[ Previous: C++ For C Programmers ] [ Up: Developer Tutorials ] [ Next: More OpenCL ]

Introduction

This tutorial will walk you through the basics of creating a Workspace operation that utilises OpenCL to execute parallel code on devices including modern GPUs and many-core CPUs. By writing operations that use OpenCL in Workspace, users are able to do parallel processing on their supported GPUs and CPUs and also take full advantage of GPU clusters such as Bragg. These operations can further be combined with Workspace’s distributed execution to drastically reduce running time of workflows for particular tasks.

In this tutorial, you will learn:

Build the Workspace HPC plugin
Learn how to querying OpenCL devices
Sum two lists using an OpenCL based operation

Prerequisites

This tutorial assumes you have already completed the following tutorials and are comfortable with the concepts they covered:

This tutorial also assumes you have a basic knowledge of OpenCL concepts. While this tutorial will start with the basics it is not intended as a user’s first introduction to OpenCL. There are many good online references, tutorials and books that serve this purpose.

User will need to have installed the OpenCL SDK for their target device(s).

Building the Workspace Heterogeneous Parallel Computing (HPC) plugin

The Workspace HPC plugin can be built against an OpenCL SDK which is available from various hardware vendors such as Intel, nVidia and AMD. The source code is available in the Workspace help examples folder (HPCPlugin) and can be built following the same steps as create a plugin. When configuring the project in CMake you should ensure the OPENCL_LIBRARIES entry is correctly pointing to your OpenCL SDK.

If you've built the plugin correctly and added it to Workspace's plugin loading list you should see something like "Adding Heterogeneous Parallel Computing version 3.3.0" in the log when Workspace starts. You should also have a "Heterogeneous Computing" section in the Workspace catalogue. Under this catalogue path you should be able to add and run the QueryOpenCLDevices operation which will list available devices in the log.

Setting up a new operation

In this first tutorial we will develop a simple OpenCL operation that sums the elements from two lists of scalars (DataSeries). There is nothing special about this operation beyond what we do in its execute method. Therefore the first step is to follow what we've learnt in the previous development tutorials, using the Workspace wizards to create a plugin and then create an operation within that plugin to perform the OpenCL work.

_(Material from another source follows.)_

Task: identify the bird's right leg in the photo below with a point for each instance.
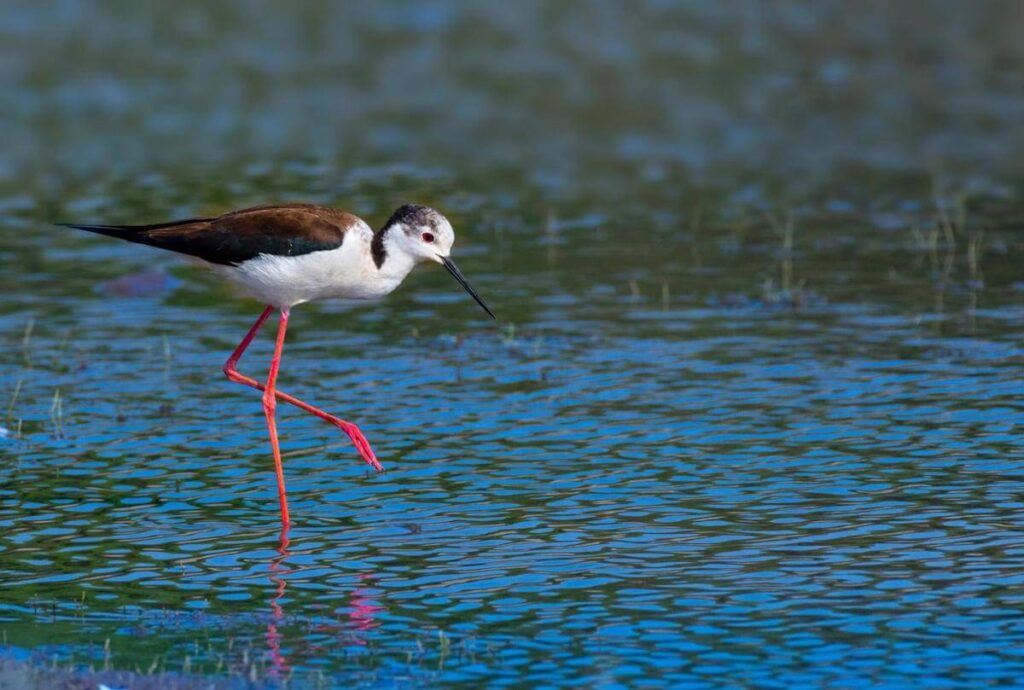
(352, 431)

Creating a new plugin with the Workspace wizard

You should add the Data analysis and Heterogeneous Parallel Computing libraries during plugin creation

Workspace wizard libraries

We will call this operation SumDataSeries

Creating a new operation with the Workspace wizard

The inputs and outputs needed when using the operation wizard are shown below.

Workspace wizard operation inputs and output

Beyond the code we write in the operation’s execute function, there is another small change required to allow OpenCL support. Your plugin will require an OpenCL SDK to compile and link against so we must add this dependency in the CMakeLists.txt file of your plugin.

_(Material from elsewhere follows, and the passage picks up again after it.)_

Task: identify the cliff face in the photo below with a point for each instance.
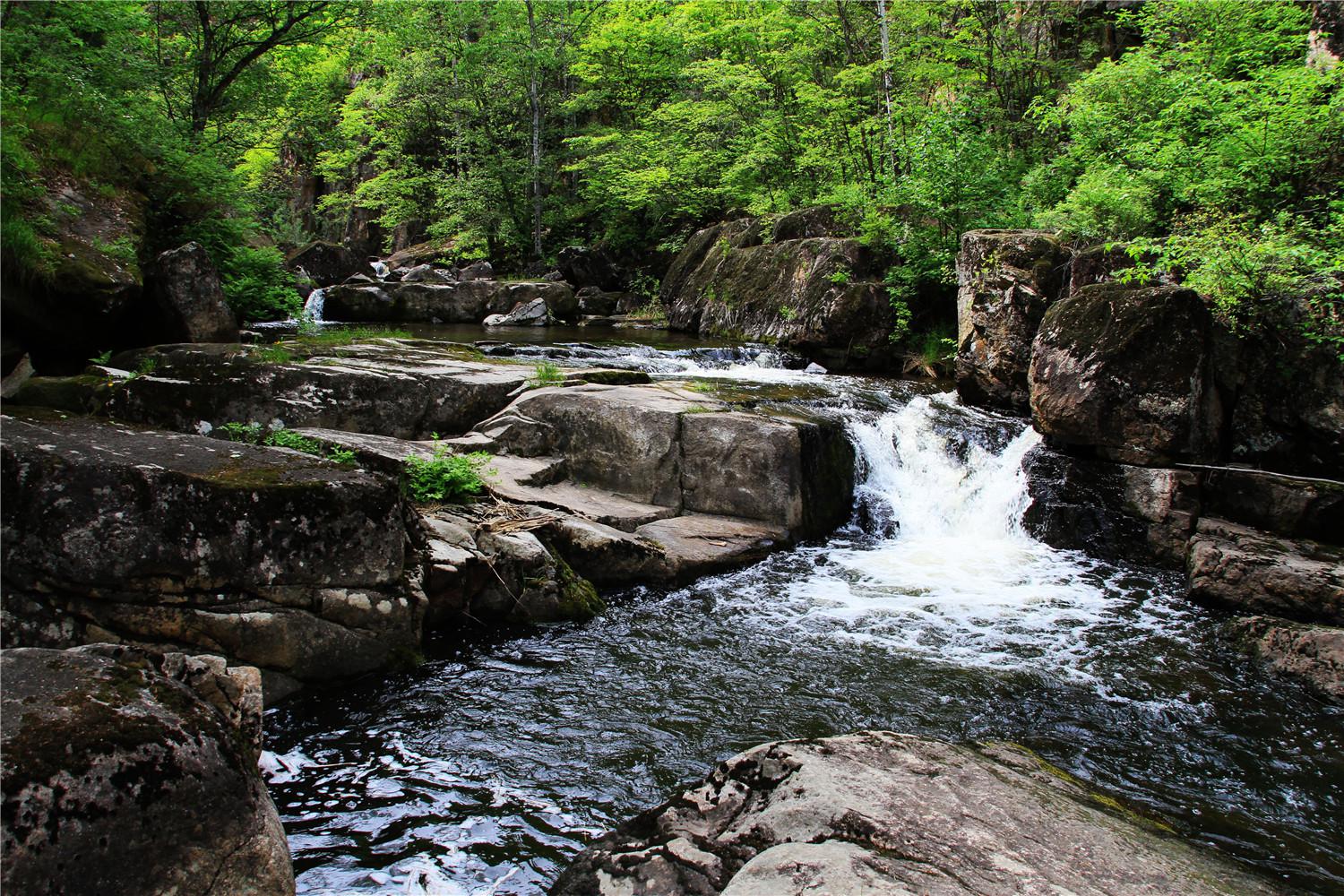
(797, 284)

In your CMakeLists.txt file add the following lines after the set(QT_LIBRARIES Qt5::Core;Qt5::Widgets) line

find_package(OpenCL REQUIRED)

include_directories( ${OPENCL_INCLUDE_DIRS} )

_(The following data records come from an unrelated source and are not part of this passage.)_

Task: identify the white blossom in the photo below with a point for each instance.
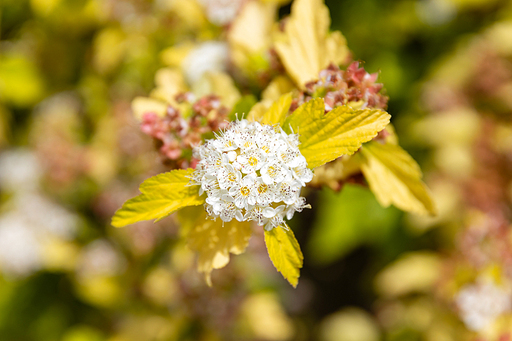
(252, 172)
(481, 303)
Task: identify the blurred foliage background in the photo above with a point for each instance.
(72, 152)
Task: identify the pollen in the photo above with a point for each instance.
(252, 161)
(263, 188)
(245, 191)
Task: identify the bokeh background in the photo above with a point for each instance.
(71, 152)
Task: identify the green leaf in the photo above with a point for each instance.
(242, 107)
(326, 136)
(161, 195)
(347, 219)
(278, 111)
(395, 178)
(284, 252)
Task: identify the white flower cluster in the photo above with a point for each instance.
(252, 172)
(482, 303)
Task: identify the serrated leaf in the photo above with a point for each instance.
(305, 47)
(284, 252)
(395, 178)
(215, 240)
(278, 111)
(161, 195)
(326, 136)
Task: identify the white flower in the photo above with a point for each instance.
(244, 192)
(252, 172)
(482, 303)
(274, 171)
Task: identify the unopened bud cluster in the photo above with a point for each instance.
(339, 87)
(252, 172)
(176, 134)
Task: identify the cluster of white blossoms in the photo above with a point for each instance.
(252, 172)
(482, 303)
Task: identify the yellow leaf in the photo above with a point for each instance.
(161, 195)
(169, 83)
(284, 252)
(214, 240)
(279, 86)
(220, 84)
(142, 105)
(326, 136)
(395, 178)
(250, 33)
(278, 111)
(258, 111)
(306, 47)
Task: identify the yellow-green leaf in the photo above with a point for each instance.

If you didn't add libraries in during plugin creation, you will need to add the heterogeneousparallelcomputingplugin plugin to the target_link_library list. Since we are also using DataSeries in this tutorial you should also ensure dataanalysisplugin is in the list and OPENCL_LIBRARIES included as shown below.

target_link_libraries(opencltutorialplugin dataanalysisplugin heterogeneousparallelcomputingplugin workspace ${QT_LIBRARIES} ${OPENCL_LIBRARIES})

workspace

Workspace * workspace

Definition: mongodbremotescheduler.cpp:191

Once you have made these changes you should be able to run CMake on your plugin which will find the OpenCL headers and libraries on your system.

CMake adding OpenCL dependencies

Using what you’ve learnt in the previous development tutorials you should be able to reach a point where you can compile and load your new operation (which won’t do anything) in Workspace.

Querying available OpenCL devices

The remainder of this tutorial will focus on using OpenCL in your operation's execute() method. Before we’re able to do anything interesting we’ll need to include the following header near the top of the operation’s .cpp file

#include “HPC/hpcdevicemanager.h”

We'll also add a using directive so we don’t have to prefix everything with CSIRO, CSIRO::DataAnalysis or CSIRO::HPC

using namespace CSIRO;
namespace CSIRO
{
    using namespace DataAnalysis;
    using namespace HPC;
}

The first thing we’re going to do is use our operation to list all the available devices on the system. All the Workspace support classes for working with OpenCL live in the CSIRO::HPC (Heterogeneous Parallel Computing) namespace. To get a description of each device available on the system we’re going to use the HPCDeviceManager singleton class. The code below shows how to query the description of each device on the system.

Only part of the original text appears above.